小説に「私小説」という一体があるが、阿部の作画もそれに似て作者自身の生活感情を披瀝しながら突き進む。ときに生すぎて、驚くほどであるが、余計なフィルターがない分ストレートに伝えたいことが胸に届く。「これっていいの?」と自問自答しながら作品を一巡する。個展空間があたかも劇場に見立てられたかのように、それぞれの作品の目線がからみ、結婚の諸相が浮かび上がる仕掛けだ。
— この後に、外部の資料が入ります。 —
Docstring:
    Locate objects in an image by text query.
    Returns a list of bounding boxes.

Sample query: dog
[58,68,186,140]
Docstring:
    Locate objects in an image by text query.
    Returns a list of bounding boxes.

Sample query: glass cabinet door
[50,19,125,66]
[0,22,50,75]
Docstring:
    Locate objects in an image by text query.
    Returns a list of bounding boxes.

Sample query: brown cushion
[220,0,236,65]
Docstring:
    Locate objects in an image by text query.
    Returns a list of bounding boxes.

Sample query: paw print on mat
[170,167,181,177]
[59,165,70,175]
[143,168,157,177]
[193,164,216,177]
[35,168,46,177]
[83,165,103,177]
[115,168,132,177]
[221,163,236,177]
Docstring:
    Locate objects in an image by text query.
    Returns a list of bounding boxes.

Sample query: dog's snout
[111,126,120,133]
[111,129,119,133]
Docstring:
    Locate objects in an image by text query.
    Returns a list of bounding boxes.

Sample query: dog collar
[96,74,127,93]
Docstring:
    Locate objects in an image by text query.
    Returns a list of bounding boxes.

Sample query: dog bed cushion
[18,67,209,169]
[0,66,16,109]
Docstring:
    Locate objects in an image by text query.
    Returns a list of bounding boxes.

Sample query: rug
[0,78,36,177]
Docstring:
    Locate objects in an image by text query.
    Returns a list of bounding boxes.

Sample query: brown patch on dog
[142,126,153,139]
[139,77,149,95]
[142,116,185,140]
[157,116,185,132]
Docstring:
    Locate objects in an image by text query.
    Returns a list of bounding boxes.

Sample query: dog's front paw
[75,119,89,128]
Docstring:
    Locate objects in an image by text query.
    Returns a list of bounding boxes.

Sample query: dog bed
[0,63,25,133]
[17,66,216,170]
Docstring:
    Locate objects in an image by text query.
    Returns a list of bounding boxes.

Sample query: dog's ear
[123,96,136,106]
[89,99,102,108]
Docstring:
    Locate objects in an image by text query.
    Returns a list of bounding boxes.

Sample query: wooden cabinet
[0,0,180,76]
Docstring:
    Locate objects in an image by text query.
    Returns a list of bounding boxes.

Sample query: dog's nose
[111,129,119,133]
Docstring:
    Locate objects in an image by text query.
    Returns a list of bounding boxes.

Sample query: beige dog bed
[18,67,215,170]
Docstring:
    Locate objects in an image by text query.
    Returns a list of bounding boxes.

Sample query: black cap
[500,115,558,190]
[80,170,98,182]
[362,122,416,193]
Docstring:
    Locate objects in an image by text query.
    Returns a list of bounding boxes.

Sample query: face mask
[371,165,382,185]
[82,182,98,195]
「私絵画」という言い方は適切ではないかもしれないが、墨の一線がまるで果たし合いの刃のように、紙と自身に引き下ろされた現場に立ち会っていると、いささか厳粛な気分になってくる。このような「生々しさ」は、現代人が意図的に隠そうとしてきた何かに触れるものであり、知性や揶揄のカーテンで遮ってきたものである。そのほぼ忘れかけたものーいわば「生きる熱情」のようなものを、いきなりカーテンを引いて見せたのだから衝撃的だ。
本人はおそらく満身創痍ながら、これしか出来ない道を歩んでいる。いや、求めている。ためらい傷とおぼしき墨の線も見受けられる中、迷わず進んで闇から「玉」を探し、光のなかに出てくる日を楽しみに待つとしよう。